Her breath drew in. She glared down at Miles. "What have you done to it!"
"Milady, I, I … nothing, I swear by my word as Vorkosigan! I didn't even drop it. What's . . . supposed to happen?"
"It should open."
"Um . . . um . . ." He would break into a desperate sweat, but he was too damned cold. He was dizzy with the scent of her, and the celestial music of her unfiltered voice. "There are only three possibilities, if there's something wrong with it. Someone broke it—not me, I swear!" Could that have been the secret of Ba Lura's peculiar intrusion? Maybe the Ba had broken it, and had been seeking a scapegoat upon whom to shuffle the blame? "—or someone's re-programmed it, or, least likely, there's been some kind of substitution pulled. A duplicate, or, or . . ."
Her eyes widened, and her lips parted, moving in some subvocalization.
"Not least likely?" Miles hazarded. "It would surely be the most difficult, but … it crosses my mind that maybe someone didn't think you would be getting it back from me. If it's a counterfeit, maybe it was meant to be on its way to Barrayar in a diplomatic pouch right now. Or … or something." No, that didn't quite make sense, but . . .
She sat utterly still, her face tense with panic, her hands clutching the rod.
"Milady, talk to me. If it's a duplicate, it's obviously a very good duplicate. You now have it, to turn over at the ceremony. So what if it doesn't work? Who's going to check the function of some obsolete piece of electronics?"
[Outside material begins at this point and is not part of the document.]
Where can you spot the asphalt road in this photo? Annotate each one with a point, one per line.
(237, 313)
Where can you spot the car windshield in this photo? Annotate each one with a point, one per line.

"The Great Key is not obsolete. We used it every day."
"It's some kind of data link, right? You have a time-window, here. Nine days. If you think it's been compromised, wipe it and re-program it from your backup files. If that thing in your hand is some kind of a non-working dummy, you've maybe got time to make a real duplicate, and re-program it." But don't just sit there with death in your lovely eyes. "Talk to me!"
"I must do as Ba Lura did," she whispered. "The Ba was right. This is the end."
"No, why?! It's just a, a thing, who cares? Not me!"
She held up the rod, her arctic-blue eyes fixing on his face at last. Her gaze made him want to scuttle into the shadows like a crab, to hide his merely human ugliness, but he held fast before her. "There is no backup," she said. "This is the sole key."
Miles felt faint, and it wasn't just from her perfume. "No backup?" he choked. "Are you people crazy?"
"It is a matter of … control."
"What does the damn thing really do, anyway?"
She hesitated, then said, "It is the data-key to the haut gene bank. All the frozen genetic samples are stored in a randomized order, for security. Without the key, no one knows what is where. To re-create the files, someone would have to physically examine and re-classify each and every sample. There are hundreds of thousands of samples—one for every haut who has ever lived. It would take an army of geneticists working for a generation to re-create the Great Key."